It’s easy to feel isolated in this modern world and sometimes it’s inevitable. But it’s how we deal with these feelings that count: we can lounge on the floor and only eat powdered sugar out of a paper bag for an entire month straight or we can fly to Africa and jump down a bottomless pit in search of a missing family member. It’s locked into the genre stipulations to a point, but Pyun is interested in what can be done with action whereas Akerman is solely focused on the byproducts of inaction. Inertia vs. stasis. Akerman’s Julie ultimately finds her way out of this depression, but the resulting behaviors aren’t necessarily better: give a trucker a handjob and briefly rekindle the spark (or try to) with your ex.
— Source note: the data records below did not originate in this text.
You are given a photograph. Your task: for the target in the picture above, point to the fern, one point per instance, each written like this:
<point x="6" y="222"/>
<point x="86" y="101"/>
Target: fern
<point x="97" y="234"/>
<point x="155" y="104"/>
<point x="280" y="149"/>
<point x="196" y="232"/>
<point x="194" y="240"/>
The focus on sex and complete lack thereof is also a fascinating contrast. Kathy Ireland’s Wanda is stunted and babyish to a comedic degree. Despite being one of the most famous pin-up models of all-time, she’s reduced to little more than a child, completely void of any sexual agency or urgency other than a firmly PG desire to be loved/have a boyfriend who loves her. But this works in the sense of it being a Wizard of Oz homage (pure fantasy/fairytale), just like Akerman’s version of herself is extension of her own persona if not soul (reality/autofiction personified): we have never been on more opposites sides of the spectrum and the view across the divide is spectacular.